Abstract

We assessed the effect of exposing apple orchard soil to different temperatures and CO2 levels on the resident microbiome of soils from a conventionally managed and an organically managed apple orchard. The key difference between these two orchards was that synthetic fertilizers and pesticides are routinely used in the former one. To investigate the effect of CO2 and temperature, soil samples from each site at two depths were exposed to either elevated temperature (29°C) at either 5000 or 10 000ppm for five weeks or control conditions (25°C + 400ppm). Both bacterial and fungal communities were profiled with amplicon-sequencing.
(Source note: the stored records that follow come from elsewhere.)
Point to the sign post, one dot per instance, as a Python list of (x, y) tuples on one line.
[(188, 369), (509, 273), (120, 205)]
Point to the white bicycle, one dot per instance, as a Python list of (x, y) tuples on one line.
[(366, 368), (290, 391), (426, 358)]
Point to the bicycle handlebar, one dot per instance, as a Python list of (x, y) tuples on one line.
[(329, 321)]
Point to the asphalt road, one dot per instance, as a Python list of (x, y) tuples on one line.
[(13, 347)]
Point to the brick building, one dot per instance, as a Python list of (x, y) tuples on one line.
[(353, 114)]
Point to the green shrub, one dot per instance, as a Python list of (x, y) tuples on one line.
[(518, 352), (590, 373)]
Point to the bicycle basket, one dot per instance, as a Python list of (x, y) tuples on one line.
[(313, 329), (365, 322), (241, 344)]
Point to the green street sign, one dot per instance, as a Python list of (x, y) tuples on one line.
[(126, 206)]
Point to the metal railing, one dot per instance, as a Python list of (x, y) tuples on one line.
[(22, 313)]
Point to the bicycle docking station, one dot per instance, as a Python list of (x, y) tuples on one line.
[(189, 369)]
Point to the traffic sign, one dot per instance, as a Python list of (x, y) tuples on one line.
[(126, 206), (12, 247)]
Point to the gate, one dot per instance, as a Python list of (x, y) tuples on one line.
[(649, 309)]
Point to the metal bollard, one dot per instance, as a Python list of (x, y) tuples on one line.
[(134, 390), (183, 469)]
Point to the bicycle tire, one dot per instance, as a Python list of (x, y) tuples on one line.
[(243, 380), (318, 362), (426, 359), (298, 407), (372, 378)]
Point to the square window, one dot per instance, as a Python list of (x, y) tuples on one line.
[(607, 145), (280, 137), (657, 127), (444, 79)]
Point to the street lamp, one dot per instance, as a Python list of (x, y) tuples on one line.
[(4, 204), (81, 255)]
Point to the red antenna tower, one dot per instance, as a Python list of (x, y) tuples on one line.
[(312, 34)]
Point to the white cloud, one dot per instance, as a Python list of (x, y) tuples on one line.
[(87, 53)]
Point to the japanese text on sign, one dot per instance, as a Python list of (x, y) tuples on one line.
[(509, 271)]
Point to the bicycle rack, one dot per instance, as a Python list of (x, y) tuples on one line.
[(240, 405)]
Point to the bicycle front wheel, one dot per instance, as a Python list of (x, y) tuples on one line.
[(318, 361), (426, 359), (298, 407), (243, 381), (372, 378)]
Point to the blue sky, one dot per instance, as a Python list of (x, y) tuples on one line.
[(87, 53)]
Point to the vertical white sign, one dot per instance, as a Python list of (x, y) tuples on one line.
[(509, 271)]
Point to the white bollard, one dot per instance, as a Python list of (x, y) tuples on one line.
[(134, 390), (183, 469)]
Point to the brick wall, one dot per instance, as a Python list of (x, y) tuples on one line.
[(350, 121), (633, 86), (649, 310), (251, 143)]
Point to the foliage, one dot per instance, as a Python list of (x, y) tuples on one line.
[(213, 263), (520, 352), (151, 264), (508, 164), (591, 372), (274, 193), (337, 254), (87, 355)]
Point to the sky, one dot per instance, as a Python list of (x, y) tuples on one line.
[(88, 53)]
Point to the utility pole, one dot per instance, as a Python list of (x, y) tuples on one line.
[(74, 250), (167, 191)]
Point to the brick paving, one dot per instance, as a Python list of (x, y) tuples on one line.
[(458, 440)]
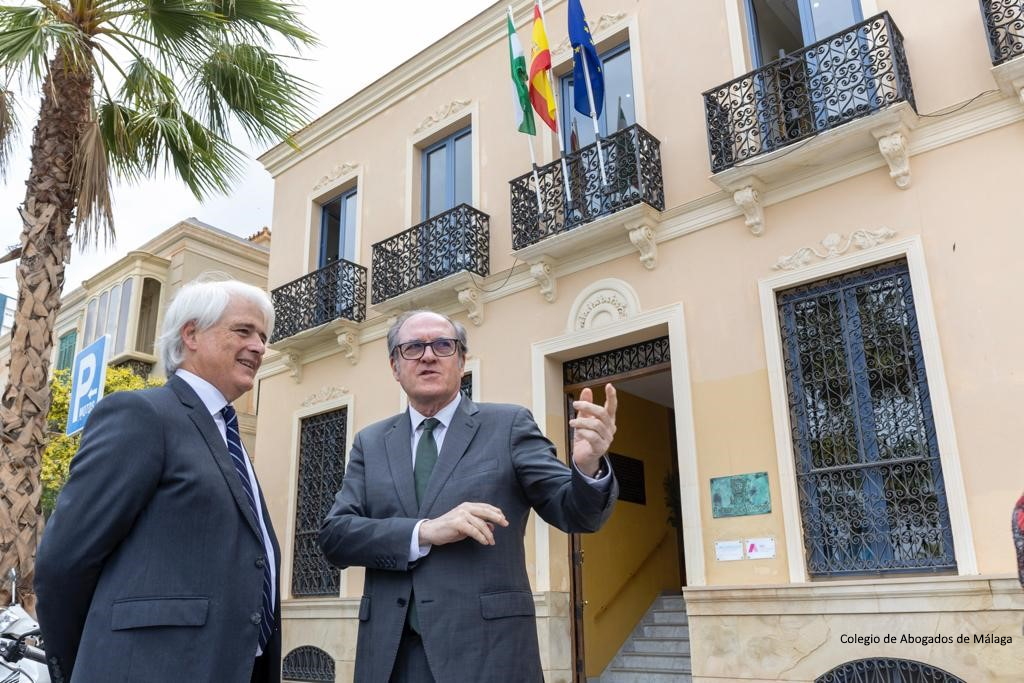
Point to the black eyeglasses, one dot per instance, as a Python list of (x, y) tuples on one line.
[(441, 347)]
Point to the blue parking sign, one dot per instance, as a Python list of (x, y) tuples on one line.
[(88, 376)]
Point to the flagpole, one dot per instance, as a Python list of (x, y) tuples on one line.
[(558, 133), (593, 117), (532, 157)]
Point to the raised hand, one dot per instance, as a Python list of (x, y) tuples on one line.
[(594, 427), (467, 520)]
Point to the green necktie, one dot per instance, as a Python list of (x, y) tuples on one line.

The differences between the two orchards were the most significant factor affecting the bacterial and fungal communities, contributing to 53.7-14.0% of the variance in Bray-Curtis β diversity, respectively. Elevated CO2 concentration and increased temperature affected organic orchard microbial diversity more than the conventionally managed orchard. A number of candidate beneficial and pathogenic microorganisms had differential abundances when temperature and CO2 were elevated, but their effect on the plant is unclear. This study has highlighted that microbial communities in bulk soils are most significantly influenced by crop management practices compared to the climate conditions used in the study. The studied climate conditions had a more limited effect on microbial community diversity in conventionally managed soil samples than in organically managed soils.